The Local Government Association has called on Facebook and Twitter to introduce warnings alongside drinking game 'Neknominate' videos. The LGA urged executives from the two social media sites to meet and discuss a way to ensure warnings accompany any Neknominate videos.
Neknominate involves people filming themselves downing alcohol, often while pulling stunts, and then nominating friends to respond within 24 hours. However the social media craze has been linked to up to five deaths in the UK and involved children as young as ten.
The LGA said some schools had asked for warning notices about neknominate to be put on noticeboards and read out at assemblies. Drinkaware have issued advice on what to do if nominated, and called on parents to take a tough stance against the game over fears that young teenagers are under pressure to take part.

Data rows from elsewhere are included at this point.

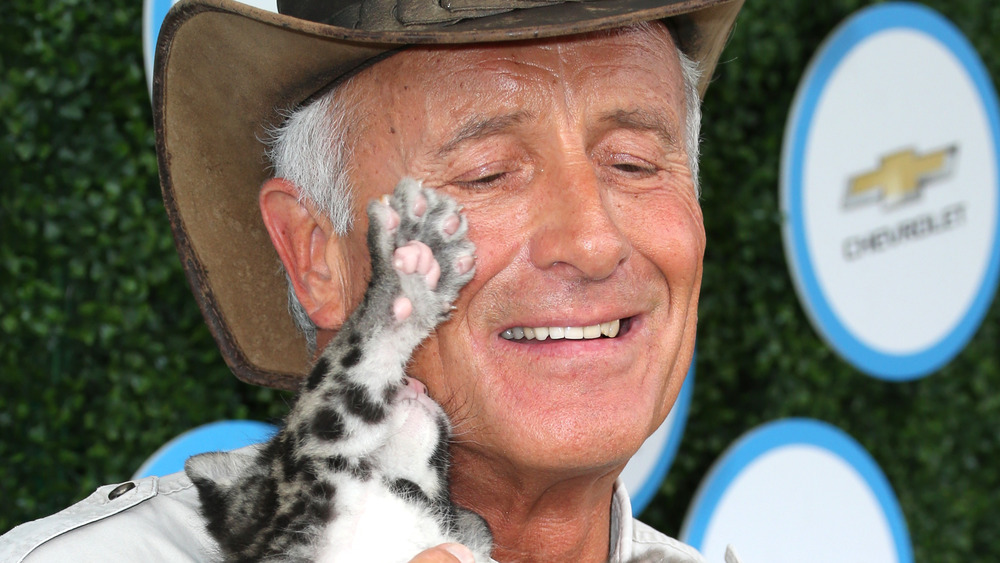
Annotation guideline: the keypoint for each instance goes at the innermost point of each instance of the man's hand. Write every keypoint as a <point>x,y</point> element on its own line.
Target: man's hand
<point>445,553</point>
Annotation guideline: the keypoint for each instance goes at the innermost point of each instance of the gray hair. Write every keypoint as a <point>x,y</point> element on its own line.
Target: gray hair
<point>311,150</point>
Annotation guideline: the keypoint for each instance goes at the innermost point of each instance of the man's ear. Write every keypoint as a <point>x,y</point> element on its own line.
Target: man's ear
<point>310,250</point>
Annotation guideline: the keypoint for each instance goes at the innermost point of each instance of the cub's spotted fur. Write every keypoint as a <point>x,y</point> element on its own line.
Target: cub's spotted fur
<point>359,470</point>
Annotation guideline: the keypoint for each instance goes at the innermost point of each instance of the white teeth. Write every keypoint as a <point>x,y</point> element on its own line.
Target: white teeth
<point>609,329</point>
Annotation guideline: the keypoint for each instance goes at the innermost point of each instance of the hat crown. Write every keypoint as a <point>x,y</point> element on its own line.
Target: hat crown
<point>375,15</point>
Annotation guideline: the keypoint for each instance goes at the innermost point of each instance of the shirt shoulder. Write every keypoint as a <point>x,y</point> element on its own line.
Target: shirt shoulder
<point>646,540</point>
<point>149,520</point>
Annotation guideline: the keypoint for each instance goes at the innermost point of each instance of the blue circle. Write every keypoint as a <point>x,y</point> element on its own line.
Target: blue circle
<point>861,26</point>
<point>790,432</point>
<point>219,436</point>
<point>154,11</point>
<point>642,497</point>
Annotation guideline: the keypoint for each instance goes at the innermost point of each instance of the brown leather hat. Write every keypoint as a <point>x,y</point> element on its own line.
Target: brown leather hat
<point>222,71</point>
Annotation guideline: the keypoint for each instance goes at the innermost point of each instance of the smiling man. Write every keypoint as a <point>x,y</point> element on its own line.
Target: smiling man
<point>568,132</point>
<point>582,204</point>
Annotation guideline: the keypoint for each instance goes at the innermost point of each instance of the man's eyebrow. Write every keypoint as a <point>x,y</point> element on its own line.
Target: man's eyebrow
<point>479,127</point>
<point>645,120</point>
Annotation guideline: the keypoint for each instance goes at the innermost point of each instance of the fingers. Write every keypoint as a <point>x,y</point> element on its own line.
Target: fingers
<point>445,553</point>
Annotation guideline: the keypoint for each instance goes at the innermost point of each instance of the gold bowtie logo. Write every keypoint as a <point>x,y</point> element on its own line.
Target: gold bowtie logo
<point>899,177</point>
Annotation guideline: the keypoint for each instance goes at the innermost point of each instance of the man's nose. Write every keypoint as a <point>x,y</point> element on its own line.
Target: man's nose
<point>575,230</point>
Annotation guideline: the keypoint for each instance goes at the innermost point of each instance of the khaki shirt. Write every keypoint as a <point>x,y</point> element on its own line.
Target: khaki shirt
<point>157,519</point>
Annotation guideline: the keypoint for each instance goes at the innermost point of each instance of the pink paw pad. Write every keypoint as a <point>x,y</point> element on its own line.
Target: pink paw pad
<point>416,257</point>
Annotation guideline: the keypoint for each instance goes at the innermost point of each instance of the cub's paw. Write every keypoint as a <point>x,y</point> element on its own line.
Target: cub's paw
<point>420,235</point>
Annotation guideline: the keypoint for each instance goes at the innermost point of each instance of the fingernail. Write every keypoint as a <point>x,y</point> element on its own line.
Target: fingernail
<point>460,552</point>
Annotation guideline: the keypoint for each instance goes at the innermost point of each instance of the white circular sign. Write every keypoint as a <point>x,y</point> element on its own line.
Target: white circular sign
<point>890,191</point>
<point>798,490</point>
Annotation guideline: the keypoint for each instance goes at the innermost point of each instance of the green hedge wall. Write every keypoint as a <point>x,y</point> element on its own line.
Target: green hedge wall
<point>103,355</point>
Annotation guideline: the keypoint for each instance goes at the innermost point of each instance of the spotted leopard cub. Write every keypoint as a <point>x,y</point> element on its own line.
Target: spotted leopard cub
<point>359,470</point>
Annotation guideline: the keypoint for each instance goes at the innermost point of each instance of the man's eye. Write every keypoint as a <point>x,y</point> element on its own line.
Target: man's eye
<point>482,182</point>
<point>634,169</point>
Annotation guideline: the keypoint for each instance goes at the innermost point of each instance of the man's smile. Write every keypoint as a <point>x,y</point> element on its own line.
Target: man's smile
<point>608,329</point>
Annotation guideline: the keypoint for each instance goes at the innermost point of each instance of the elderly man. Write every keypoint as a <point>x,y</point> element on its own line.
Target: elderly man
<point>569,134</point>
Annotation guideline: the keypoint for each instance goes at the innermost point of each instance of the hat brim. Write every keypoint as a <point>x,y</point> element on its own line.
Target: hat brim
<point>222,75</point>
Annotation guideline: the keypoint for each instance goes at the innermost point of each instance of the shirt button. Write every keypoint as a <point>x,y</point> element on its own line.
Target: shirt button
<point>121,490</point>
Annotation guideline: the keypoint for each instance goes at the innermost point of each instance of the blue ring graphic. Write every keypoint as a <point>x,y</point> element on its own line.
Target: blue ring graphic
<point>649,488</point>
<point>220,436</point>
<point>858,28</point>
<point>789,432</point>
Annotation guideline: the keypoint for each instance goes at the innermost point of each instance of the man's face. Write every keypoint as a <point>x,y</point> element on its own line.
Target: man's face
<point>569,159</point>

Alcohol Concern warned of the challenge ahead in de-normalising binge drinking.
However warnings are unlikely to significantly alter Neknominate activity given the limited effectiveness of educational approaches in changing behaviours. Indeed the 'fad' may have passed by the time any action is taken by social media sites who have shown no signs of doing so. An Independent story exploring whether prosecution for a Neknominate dare resulting in death would be possible, claimed that "Facebook timelines [are] steadily emptying of Neknominate clips as the trend loses momentum". Yet this analysis doesn't support any indication of decline in the UK.
Interestingly the main Neknominate Facebook page has since been changed so that the nomination is meant to prompt a random act of kindness. 'Donate & Nominate' has also gained some attention as a blood donation trend. So whether Neknominate quickly dies off, or grows further globally, remains to be seen.